Nous aurions donc dû, en tenant compte de ces éléments, trouver ici le coût de l'exploitation réduit au minimum. Et la preuve, je puis la fournir à l'instant même : c'est que les sociétés particulières qui sont entrées forcément dans la voie de l'économie, parce que, malheureusement, elles n'ont pas toujours des capitaux disponibles comme elles le voudraient bien, exploitent à des conditions de bon marché qui ne sont atteintes nulle part.
D'où vient donc que l'exploitation par l'Etat soit aussi coûteuse ?
Beaucoup de causes contribuent à ce résultat, outre celles que j'ai citées, mais j'en ajouterai une seule, qui donnera probablement la clef de celles que j'aurai laissées en arrière.
J'ai trouvé dans l'Annuaire de M. Loisel, qui nous donne des renseignements si précieux sur la situation de tous nos chemins de fer, un tableau très curieux sur le personnel employé dans les chemins de fer en Belgique.
L'Etat, qui a exploité, en moyenne, en 1867, 790 kilomètres, avait 12,898 agents, employés et ouvriers de toute espèce.

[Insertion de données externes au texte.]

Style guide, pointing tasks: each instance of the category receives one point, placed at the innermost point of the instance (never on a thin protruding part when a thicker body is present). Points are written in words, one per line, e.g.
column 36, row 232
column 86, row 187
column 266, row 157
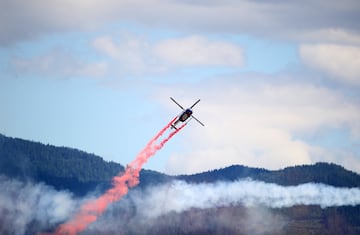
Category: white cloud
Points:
column 341, row 62
column 196, row 50
column 21, row 20
column 259, row 125
column 137, row 55
column 57, row 63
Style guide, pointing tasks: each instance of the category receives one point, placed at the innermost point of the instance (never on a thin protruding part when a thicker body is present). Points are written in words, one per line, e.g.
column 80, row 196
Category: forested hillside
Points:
column 80, row 173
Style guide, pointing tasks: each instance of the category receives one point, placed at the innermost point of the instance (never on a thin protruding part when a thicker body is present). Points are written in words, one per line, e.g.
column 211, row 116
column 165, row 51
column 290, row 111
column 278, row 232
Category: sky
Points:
column 279, row 81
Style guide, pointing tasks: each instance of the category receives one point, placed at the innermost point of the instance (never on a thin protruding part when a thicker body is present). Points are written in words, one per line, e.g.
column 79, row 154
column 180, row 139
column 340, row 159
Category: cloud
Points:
column 198, row 51
column 138, row 55
column 258, row 124
column 57, row 63
column 31, row 19
column 341, row 62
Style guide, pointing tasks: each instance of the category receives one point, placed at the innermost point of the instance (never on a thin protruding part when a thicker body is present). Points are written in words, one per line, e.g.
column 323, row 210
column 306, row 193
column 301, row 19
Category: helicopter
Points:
column 186, row 114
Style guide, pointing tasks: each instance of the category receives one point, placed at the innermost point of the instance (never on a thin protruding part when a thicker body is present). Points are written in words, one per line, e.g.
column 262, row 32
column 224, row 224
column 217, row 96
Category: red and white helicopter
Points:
column 185, row 115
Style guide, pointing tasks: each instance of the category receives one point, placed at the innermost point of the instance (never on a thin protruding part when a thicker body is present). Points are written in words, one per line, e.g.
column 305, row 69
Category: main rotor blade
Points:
column 177, row 103
column 195, row 103
column 197, row 120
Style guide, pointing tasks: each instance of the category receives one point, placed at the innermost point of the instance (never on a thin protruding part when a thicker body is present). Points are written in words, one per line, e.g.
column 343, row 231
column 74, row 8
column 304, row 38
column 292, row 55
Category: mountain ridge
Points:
column 81, row 172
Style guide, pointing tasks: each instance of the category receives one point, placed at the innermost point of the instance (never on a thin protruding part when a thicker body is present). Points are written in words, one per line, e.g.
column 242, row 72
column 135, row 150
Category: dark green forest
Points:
column 80, row 173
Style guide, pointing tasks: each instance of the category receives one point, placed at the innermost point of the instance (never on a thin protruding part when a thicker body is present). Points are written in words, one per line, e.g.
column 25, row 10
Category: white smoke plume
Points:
column 27, row 208
column 179, row 196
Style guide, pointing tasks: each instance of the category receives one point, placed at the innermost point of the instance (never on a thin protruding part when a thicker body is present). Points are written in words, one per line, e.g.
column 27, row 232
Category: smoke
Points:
column 180, row 196
column 27, row 208
column 90, row 211
column 221, row 206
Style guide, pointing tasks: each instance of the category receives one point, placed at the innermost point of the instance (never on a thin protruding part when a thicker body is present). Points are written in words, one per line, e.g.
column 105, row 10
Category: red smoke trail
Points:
column 91, row 210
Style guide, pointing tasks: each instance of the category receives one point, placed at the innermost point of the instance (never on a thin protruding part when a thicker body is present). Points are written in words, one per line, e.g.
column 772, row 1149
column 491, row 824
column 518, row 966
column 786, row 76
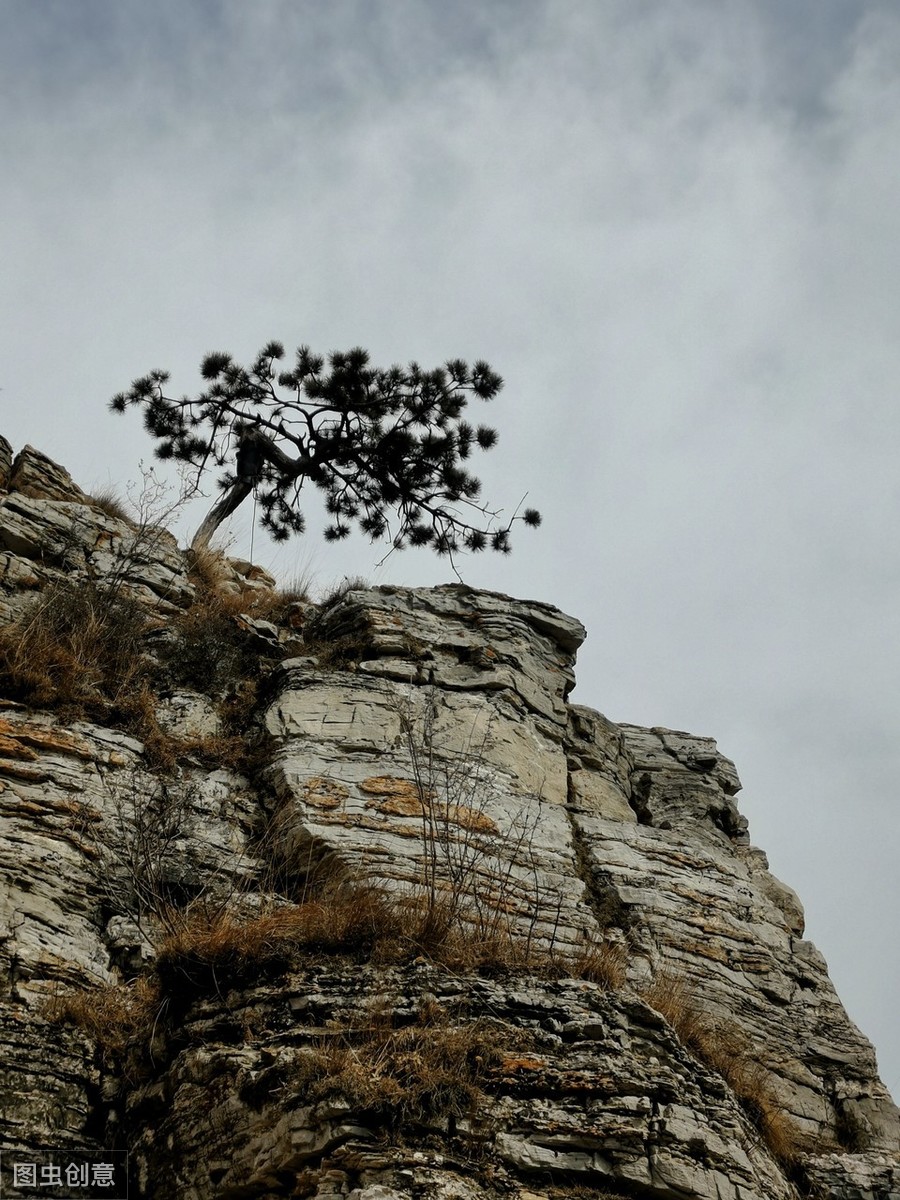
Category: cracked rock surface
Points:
column 405, row 737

Les compagnies particulières, qui exploitaient à peu près 2,000 kilomètres, n'employaient en tout que 11,216 personnes ; de sorte que si l'Etat (page 796) avait exploité tout le réseau, il eût employé 13,300 personnes au lieu de 24,000.
Ces chiffres vous donnent, messieurs, d'une façon sommaire, mais sensible, la cause ou du moins l'une des causes principales de la différence du coût de l'exploitation des chemins de fer, quand c'est l'Etat qui exploite. Mais, il y a encore une autre cause, que je ne puis pas négliger de signaler parce qu'elle a aussi une action très considérable sur le prix de revient de l'Etat.
Comme je le disais en commençant ce discours, l'Etat exploitant se résume, en définitive, dans l'administration, et cette administration est irresponsable. Elle agit dans le silence du cabinet, elle est inabordable et inattaquable. Ses actes sont, pour la plupart, inconnus, et lorsqu'ils arrivent à notre connaissance, ils sont accomplis depuis longtemps. Nous avons seulement le compte rendu des opérations de 1867. Les membres de l'administration n'ont aucun intérêt direct à l'économie. Au contraire, s'ils consultaient leurs intérêts, ils seraient plutôt poussés à augmenter les dépenses.
Evidemment, la nature même des choses veut que l'administration de l'Etat soit moins parcimonieuse que celle des compagnies.
D'autre part, elle ne cherche pas à augmenter le trafic, parce que, augmenter le trafic ce serait augmenter le travail, sans augmenter le salaire.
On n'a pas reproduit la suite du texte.